Raymond Stidston, son of the second pilot believes that cause of the accident was not a pilot error. He argues that the DC3/C47 of that era were fitted with a cabin-heating device. It basically piped engine exhaust gasses into the “heater,” warming the cabin. If there were a malfunction in the heater, then carbon dioxide would have leaked into the cabin. There have been many instances of leaks and fire as a result of defective heaters.  This leads, Raymond to conclude that the aircrew was indeed asleep prior to the right turn to Guwahati.

The plane could have flown at the programmed height on autopilot until it crashed into the Dozorma hills. Raymond claims that if that is the case it could not be counted as pilot error. However, he discounts this theory after hearing eyewitness account of wing of the plane being on fire.

Since the air crash, Raymond has flown several flights on his flight simulator from Barrackpore, Dum Dum and to Guwahati trying to recreate a version of that flight.

Raymond said, “I know that my father often flew to Guwahati, so it would have been a well known route. If flying VFR one must always keep the terrain in sight and flying VFR would mean heading east of North knowing that the Captain would ultimately cross the Brahamputra River running roughly North/South. Once the Brahamaputra was in sight it would just be a case of following the river until it turned east to Guwahati.”

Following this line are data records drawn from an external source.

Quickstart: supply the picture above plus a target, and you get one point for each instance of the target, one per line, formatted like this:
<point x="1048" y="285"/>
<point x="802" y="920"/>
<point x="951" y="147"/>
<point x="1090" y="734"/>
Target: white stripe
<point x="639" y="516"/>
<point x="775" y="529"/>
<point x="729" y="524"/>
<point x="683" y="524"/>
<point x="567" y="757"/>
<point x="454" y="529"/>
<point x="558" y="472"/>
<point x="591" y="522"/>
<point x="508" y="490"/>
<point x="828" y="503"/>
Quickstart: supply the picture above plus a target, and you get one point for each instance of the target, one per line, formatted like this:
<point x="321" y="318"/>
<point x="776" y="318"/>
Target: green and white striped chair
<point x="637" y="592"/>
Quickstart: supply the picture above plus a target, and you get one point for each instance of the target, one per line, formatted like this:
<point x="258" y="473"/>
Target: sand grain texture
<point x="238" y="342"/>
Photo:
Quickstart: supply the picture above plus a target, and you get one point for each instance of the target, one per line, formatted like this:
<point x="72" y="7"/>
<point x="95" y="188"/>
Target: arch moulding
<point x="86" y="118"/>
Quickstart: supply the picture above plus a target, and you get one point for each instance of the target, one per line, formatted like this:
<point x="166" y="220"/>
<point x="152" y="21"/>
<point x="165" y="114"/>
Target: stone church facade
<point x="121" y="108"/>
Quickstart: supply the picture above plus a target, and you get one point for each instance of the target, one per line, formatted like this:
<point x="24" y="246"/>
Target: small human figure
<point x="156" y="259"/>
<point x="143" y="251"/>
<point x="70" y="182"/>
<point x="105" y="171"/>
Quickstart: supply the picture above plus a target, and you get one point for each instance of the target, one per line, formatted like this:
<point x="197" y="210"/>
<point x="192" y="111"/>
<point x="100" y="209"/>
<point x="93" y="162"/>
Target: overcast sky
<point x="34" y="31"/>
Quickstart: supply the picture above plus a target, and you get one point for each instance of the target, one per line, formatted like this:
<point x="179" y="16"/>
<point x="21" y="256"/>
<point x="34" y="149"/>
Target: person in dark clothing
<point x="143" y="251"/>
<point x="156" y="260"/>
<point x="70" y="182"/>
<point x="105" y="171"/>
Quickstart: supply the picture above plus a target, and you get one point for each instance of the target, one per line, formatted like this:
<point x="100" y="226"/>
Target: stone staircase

Raymond believes that the plane would in all probability have flown subject to visual flight rules as opposed to instrument flight rules. The only way to know for certain is via the flight plan that had to be filed.



In 2008, the two daughters of Captain Bearcroft visited Bhutan. They met the eyewitness and trekked to the crash site and paid homage to their late father. They concluded that it was not the pilot errors as claimed and felt liberated.

However, Raymond has not been able to have a closure. With his knee problem, trekking to the crash site is not an option. While, he has come to terms with not seeing the crash site, he has not come to terms with the official view of pilot error dismissing it as, “too easy a response.”

Today, the remains of the Dakota VT-COI that crashed in Dozorma hills under Chukha is the only reminder about the 1950 air crash.